A new exhibition opens at the Kerlin Gallery, Dublin on 1 March. 'Calibrate', a show of new work by Mark Francis, will run until 13 April 2013

Over the past 30 years Mark Francis has made paintings of singular optical intensity – powerful, apparently abstract combinations of concentrated patterning and stark colour contrasts that are in fact principally based on what the unaided human eye lacks the power to see. His work draws significantly on discoveries about the form and substance of reality that result from technologically enhanced vision. An enduring fascination, for instance, has been the visual worlds made accessible by the matter-penetrating gaze of electron microscopes: the dark, scattered, interconnecting orbs or the variously taut and slack lines of his paintings have drawn their strange forms from imagery of the miniature universe, the realm of molecular structure and cellular association out of which all life is assembled.

In this new body of work Mark Francis looks outwards, taking as points of pictorial reference the graphic interpretations of data received by radio telescopes as part of astronomers’ efforts to chart distant zones of the cosmos. Such scientific advances in the power of perception have for Francis come to present vital challenges – and opportunities – for the practice of painting. Intense, saturated colour is employed in a complex but lyrical layering of fluid, translucent horizontal and vertical bands. The formal balance rests in the delicate interplay between transparency and Francis’ recognizable overlying register of hovering forms conveying the artist’s fundamental concerns with order and chaos in interconnected systems and networks.

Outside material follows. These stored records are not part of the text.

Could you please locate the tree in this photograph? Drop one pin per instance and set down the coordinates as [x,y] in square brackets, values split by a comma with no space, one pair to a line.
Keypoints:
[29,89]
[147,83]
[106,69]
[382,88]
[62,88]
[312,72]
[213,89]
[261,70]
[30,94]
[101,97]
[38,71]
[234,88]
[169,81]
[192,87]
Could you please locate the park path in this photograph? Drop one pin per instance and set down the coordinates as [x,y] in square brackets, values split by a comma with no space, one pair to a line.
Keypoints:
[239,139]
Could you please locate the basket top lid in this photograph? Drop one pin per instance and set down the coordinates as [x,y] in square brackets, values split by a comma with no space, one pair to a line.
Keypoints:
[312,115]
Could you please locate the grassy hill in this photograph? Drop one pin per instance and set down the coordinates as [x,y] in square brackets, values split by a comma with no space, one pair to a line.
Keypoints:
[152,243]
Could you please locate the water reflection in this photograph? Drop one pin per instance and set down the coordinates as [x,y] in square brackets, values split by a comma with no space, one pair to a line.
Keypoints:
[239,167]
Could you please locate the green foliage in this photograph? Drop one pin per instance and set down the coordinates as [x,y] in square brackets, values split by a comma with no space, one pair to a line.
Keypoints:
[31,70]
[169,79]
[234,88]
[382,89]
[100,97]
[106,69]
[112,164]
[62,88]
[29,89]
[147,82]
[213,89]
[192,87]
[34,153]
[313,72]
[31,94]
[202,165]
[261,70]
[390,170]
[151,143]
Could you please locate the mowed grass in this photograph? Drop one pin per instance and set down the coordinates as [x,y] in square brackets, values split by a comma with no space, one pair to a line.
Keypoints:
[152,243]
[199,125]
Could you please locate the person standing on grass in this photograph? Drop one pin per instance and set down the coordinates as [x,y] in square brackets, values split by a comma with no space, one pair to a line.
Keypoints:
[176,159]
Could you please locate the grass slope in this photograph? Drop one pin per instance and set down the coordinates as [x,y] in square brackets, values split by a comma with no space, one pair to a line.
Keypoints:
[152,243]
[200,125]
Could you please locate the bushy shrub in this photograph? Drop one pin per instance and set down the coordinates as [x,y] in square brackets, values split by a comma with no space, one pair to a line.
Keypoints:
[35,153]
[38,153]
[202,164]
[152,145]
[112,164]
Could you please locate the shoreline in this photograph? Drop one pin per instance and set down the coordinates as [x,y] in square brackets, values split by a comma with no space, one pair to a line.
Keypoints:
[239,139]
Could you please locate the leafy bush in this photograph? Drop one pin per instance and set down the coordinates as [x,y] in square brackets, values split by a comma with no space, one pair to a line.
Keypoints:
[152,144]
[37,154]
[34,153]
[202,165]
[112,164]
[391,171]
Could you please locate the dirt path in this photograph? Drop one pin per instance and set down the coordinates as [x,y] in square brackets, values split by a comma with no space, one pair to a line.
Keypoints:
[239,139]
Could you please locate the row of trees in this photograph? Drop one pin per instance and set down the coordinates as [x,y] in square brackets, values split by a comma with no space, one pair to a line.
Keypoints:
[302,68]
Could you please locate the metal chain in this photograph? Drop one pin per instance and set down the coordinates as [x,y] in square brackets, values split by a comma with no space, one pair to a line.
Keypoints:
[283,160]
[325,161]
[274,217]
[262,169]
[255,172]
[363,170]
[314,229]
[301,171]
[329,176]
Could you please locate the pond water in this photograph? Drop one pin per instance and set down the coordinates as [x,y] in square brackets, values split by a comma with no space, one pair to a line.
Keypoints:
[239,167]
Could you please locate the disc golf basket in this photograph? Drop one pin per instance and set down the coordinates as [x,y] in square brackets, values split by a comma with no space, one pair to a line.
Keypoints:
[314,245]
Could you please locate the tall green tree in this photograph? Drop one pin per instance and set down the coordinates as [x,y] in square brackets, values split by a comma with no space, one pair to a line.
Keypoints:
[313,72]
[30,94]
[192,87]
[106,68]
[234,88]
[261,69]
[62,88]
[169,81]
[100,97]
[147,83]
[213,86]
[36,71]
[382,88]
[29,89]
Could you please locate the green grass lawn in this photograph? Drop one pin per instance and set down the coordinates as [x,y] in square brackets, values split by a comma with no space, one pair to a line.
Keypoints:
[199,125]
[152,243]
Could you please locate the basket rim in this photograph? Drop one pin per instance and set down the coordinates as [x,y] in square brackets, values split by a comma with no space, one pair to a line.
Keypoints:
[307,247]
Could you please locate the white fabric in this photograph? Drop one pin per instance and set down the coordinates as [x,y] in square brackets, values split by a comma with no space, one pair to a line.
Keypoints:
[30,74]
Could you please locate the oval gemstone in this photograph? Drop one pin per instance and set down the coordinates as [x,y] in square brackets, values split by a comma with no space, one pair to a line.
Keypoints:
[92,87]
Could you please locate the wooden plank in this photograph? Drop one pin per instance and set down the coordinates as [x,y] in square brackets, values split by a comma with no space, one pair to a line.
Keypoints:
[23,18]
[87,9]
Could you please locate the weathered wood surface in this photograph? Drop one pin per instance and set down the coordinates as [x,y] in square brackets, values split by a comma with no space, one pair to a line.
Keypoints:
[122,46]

If the grid structures of his paintings suggest continuing alertness to the legacy of artistic modernism – and so to its influential arguments about the specific, limited capacities of painting as a medium – this is a burden of history always understood in relation to the revelatory insights generated by contemporary science.

Mark Francis’ solo shows include; Abbot Hall Gallery, UK, 2010; Dublin City Gallery, The Hugh Lane, 2008; City Art Gallery, Manchester, 1995; Mary Boone Gallery, New York, 1997; Maureen Paley, London, 2000 and a highly acclaimed retrospective exhibition at Milton Keynes Gallery, 2000. His work was recently featured in ‘New Generation’ at the Kunstmuseum St. Gallen, Switzerland and in ‘Cream’ at the Museum of Contemporary Art in Helsinki, 2010. He was included in the much debated exhibition of art from the Saatchi Collection 'Sensation', at the Royal Academy in London and the Brooklyn Academy in New York, and in the touring exhibition 'Absolut Vision: New British Painting in the 1990s'. He is represented in the collections of, amongst others, the Irish Museum of Modern Art, Dublin, the Tate Gallery, London, the Victoria & Albert Museum, London, The Metropolitan Museum of Art, New York, the de Young Memorial Museum, San Francisco, the Museum of Modern Art, Miami, The Saint Louis Art Museum, St. Louis, Missouri, and the Hugh Lane Municipal Gallery, Dublin.